Semiconductor companies are confronting a tight labor market in Arizona as the US attempts to incentivize chipmakers to bring production back to the US. One report in Nikkei Asia details how Taiwanese chip giant TSMC and Intel are battling it out in a tight labor market in Arizona.
Chipmaker TSMC is in the process of building a brand new $12 billion dollar chip fabrication operation in Phoenix that is scheduled to begin operations in 2024. Meanwhile to the south, Intel is expanding its 42 year old campus with a $20 billion new chip fabrication unit designed to come online at the same time.
With summer temperatures in Arizona averaging 38 degrees, finding construction workers just to build the facilities is proving far more challenging than anticipated. TSMC had originally planned to begin moving into its facility in September of this year, but that has now been pushed back to the first quarter of next year. Already the company has over 6,000 people working to build the new facility every day.

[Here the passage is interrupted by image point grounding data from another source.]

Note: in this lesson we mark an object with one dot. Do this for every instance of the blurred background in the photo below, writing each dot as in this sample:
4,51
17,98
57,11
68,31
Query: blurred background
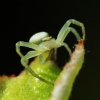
19,21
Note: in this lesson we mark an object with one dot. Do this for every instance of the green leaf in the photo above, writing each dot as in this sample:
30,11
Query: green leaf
27,87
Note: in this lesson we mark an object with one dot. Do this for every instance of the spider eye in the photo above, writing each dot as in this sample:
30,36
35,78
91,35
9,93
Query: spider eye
38,37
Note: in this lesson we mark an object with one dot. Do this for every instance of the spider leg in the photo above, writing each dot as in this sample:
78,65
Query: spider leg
64,28
67,47
25,64
68,29
26,44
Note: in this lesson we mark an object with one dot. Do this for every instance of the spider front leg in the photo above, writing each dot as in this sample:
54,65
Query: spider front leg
24,59
30,55
25,44
62,33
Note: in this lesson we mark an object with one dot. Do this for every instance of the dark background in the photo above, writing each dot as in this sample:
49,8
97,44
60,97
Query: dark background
19,21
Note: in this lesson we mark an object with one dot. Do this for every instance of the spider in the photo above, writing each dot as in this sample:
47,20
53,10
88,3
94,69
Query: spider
42,42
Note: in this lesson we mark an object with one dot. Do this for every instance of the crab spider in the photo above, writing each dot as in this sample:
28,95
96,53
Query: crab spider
41,42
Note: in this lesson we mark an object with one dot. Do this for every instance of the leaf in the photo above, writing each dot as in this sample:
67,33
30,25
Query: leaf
27,87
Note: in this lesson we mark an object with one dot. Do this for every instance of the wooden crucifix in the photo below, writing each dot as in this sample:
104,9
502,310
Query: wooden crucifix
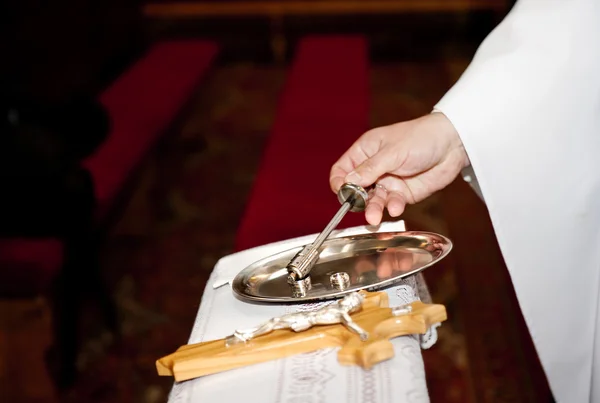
361,324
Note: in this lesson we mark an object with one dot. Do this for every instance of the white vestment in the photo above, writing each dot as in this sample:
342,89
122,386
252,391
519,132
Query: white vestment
528,112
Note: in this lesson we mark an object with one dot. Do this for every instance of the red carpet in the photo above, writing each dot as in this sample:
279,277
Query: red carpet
323,109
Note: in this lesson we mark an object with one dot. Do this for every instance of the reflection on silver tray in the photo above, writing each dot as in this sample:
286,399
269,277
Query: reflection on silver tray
346,264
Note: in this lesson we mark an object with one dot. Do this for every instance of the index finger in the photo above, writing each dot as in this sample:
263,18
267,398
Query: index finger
352,158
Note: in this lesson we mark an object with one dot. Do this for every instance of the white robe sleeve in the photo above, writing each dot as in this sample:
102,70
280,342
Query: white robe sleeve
528,112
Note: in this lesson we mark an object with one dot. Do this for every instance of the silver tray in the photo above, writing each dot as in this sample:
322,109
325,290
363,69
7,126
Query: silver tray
346,264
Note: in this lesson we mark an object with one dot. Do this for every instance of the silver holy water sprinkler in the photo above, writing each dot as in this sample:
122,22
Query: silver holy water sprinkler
353,198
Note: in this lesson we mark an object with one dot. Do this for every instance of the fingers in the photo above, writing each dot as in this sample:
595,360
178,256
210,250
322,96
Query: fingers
380,199
375,206
346,164
370,170
395,204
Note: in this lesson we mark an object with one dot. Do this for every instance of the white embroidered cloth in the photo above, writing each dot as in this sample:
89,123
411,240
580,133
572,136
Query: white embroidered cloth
306,378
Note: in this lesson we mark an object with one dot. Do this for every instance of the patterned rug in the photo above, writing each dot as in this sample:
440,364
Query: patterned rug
184,215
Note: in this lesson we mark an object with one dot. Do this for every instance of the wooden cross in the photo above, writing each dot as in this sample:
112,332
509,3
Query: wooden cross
362,332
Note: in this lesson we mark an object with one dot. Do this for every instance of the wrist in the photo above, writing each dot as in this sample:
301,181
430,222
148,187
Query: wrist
446,129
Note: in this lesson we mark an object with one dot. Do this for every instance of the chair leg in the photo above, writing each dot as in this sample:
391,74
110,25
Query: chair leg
81,277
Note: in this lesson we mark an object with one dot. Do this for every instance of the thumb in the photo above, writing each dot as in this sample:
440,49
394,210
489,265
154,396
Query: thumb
370,170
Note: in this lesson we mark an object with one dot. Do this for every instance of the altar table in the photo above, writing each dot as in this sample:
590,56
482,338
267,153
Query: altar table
306,378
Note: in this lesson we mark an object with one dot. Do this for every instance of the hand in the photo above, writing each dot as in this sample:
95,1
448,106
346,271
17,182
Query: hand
409,161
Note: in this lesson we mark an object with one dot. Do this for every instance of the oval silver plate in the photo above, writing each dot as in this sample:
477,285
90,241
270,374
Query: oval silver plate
369,261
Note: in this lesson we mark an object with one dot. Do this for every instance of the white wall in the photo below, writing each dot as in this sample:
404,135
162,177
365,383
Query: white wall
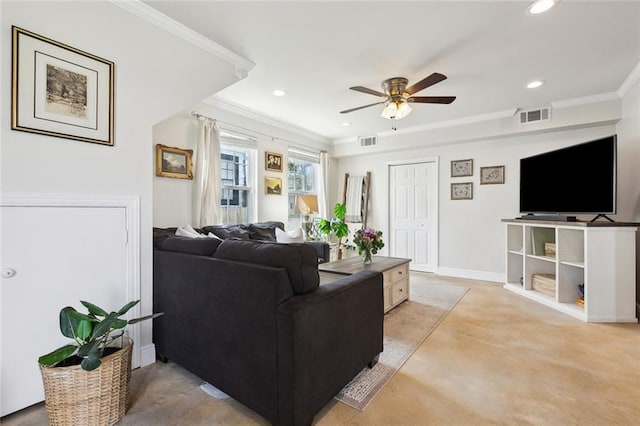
172,197
471,235
156,74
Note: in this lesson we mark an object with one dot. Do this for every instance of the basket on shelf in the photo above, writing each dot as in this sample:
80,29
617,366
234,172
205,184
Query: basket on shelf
74,396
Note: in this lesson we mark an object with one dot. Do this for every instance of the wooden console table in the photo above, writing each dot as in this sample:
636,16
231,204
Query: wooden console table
395,273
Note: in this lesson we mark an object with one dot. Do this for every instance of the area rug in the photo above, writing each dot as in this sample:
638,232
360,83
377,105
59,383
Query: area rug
405,328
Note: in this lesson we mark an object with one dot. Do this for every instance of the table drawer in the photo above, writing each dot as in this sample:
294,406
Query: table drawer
398,273
400,291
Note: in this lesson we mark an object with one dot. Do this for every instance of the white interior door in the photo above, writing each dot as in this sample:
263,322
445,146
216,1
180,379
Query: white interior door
413,210
53,257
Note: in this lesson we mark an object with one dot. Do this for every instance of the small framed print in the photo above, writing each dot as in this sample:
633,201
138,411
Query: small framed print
462,191
58,90
461,168
491,175
272,161
273,186
174,162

However Nikkei Asia noted, constructing the facilities is perhaps the least of the companies challenges. Traditionally, the US has outsourced all chip manufacture to Asia, so in addition to facing a tight job market to begin with, these companies are also facing a job market in which many have never even considered entering the field of chip manufacture, let alone been trained in it or gained real world experience.

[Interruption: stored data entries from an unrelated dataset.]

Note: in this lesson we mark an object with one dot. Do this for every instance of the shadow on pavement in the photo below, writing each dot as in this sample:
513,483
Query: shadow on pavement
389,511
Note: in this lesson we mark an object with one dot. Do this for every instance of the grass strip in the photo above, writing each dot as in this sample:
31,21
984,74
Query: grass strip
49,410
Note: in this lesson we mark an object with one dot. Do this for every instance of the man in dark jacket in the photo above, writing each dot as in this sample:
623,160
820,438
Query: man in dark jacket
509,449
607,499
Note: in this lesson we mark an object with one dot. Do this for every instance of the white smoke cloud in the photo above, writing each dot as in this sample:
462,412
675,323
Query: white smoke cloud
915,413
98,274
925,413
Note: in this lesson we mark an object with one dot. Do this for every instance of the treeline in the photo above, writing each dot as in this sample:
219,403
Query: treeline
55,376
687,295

Kweilin Waller, deputy human services director at the Phoenix Business and Workforce Development Board noted, “You say ‘semiconductor manufacturing’ [to potential recruits], people look at you like you have two heads. It’s just unfamiliar.”
Daniel Barajas, a careers director at the Maricopa County Community Colleges District, said essentially the same thing. “I think those students that we are trying to recruit to ultimately become employees don’t know what they don’t know. So even before we give consideration to the seven semiconductor manufacturers that they could work with, they need to understand, ‘What is a semiconductor technician?'”

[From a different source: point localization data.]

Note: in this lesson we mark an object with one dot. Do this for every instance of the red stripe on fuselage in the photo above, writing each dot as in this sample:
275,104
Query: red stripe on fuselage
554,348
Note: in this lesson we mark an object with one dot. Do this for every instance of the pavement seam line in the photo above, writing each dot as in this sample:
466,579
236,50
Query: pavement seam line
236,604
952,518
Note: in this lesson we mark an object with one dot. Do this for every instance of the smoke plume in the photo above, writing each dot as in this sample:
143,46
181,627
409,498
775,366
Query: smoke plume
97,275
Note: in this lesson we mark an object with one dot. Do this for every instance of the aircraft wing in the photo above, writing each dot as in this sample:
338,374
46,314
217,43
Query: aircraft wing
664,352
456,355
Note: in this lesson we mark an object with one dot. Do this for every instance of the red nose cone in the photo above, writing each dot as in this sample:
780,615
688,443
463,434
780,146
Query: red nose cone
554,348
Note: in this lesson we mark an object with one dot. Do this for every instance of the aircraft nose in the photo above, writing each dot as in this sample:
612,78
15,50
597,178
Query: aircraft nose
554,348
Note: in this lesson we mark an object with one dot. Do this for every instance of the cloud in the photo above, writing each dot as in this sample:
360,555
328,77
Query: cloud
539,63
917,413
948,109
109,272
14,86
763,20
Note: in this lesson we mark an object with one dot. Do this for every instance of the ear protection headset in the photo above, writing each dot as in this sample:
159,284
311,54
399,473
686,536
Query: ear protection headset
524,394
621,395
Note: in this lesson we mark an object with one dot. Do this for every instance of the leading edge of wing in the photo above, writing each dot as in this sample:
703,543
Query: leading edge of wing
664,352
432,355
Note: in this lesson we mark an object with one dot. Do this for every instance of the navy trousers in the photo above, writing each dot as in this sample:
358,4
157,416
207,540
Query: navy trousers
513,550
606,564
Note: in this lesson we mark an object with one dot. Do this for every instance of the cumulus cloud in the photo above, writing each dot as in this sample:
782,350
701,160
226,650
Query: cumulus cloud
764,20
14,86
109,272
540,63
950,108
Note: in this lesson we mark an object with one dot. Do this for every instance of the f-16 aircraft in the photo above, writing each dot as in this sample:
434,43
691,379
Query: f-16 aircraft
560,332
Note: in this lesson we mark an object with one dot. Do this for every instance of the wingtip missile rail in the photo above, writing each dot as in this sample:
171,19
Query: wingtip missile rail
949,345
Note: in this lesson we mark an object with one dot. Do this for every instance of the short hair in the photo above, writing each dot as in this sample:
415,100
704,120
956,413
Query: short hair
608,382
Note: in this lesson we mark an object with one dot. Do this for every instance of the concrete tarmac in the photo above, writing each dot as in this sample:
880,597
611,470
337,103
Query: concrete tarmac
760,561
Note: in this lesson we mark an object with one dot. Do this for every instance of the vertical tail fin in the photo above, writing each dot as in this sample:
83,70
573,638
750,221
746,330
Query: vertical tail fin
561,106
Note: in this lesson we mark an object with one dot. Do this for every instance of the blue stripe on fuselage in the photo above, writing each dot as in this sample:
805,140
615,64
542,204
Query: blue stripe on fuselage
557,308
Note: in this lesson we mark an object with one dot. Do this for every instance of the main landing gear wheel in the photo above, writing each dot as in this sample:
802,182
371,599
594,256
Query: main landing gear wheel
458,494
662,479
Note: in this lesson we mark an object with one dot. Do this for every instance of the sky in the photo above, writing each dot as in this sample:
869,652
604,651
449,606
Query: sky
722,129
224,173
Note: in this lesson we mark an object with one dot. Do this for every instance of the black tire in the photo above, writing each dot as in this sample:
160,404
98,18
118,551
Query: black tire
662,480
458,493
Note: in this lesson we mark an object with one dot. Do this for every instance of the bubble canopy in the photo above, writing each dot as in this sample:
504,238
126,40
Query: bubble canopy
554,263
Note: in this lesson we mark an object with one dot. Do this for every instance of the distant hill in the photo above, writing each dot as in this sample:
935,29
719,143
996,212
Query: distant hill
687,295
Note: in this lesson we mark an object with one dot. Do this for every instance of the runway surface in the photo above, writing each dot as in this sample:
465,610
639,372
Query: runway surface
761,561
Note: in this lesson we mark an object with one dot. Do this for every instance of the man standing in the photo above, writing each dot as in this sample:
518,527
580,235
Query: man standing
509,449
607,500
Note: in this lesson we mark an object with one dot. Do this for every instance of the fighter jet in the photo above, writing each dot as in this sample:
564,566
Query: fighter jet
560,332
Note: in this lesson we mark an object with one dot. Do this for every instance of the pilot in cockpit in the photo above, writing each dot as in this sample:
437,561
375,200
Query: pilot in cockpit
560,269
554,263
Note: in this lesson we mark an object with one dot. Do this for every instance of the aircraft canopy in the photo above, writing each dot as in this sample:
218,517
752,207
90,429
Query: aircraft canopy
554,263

Intel has a leg up due a relationship with The Schools of Engineering at ASU, which have about 27,000 students enrolled. However TSMC has no such past relationship to draw on, and is facing manning their facility from scratch all by themselves.
“Indeed, it’s more of a challenge [for TSMC to attract students]. The informal networking [among students] starts to really grab on,” said Kyle Squires, the dean of The Schools of Engineering at ASU.
An associate professor at ASU added, “TSMC recruiters have been very heavily present on campus. TSMC is presently negotiating with the university for some extended collaborations, both in research and in workforce development, and broader training programs.”
Originally TSMC had planned to hire Americans and send them to Taiwan to train, however the company is now considering simply importing talent directly from Taiwan, according to Nikkei. However TSMC maintains its plans have not changed, and any imported talent is just being used temporarily. a spokesperson noted, “TSMC is focused on hiring employees, including technicians, locally in the U.S. for our Arizona fab.”
All of this is occurring against the backdrop of China potentially at some point attempting reunification operations with Ukraine, something which would dramatically affect US access to, and control of, semiconductor manufacturing. That possibility is likely why the United States is looking to encourage chip fabricators to move production to venues outside Taiwan, and why the chip manufacturers are so eager to comply.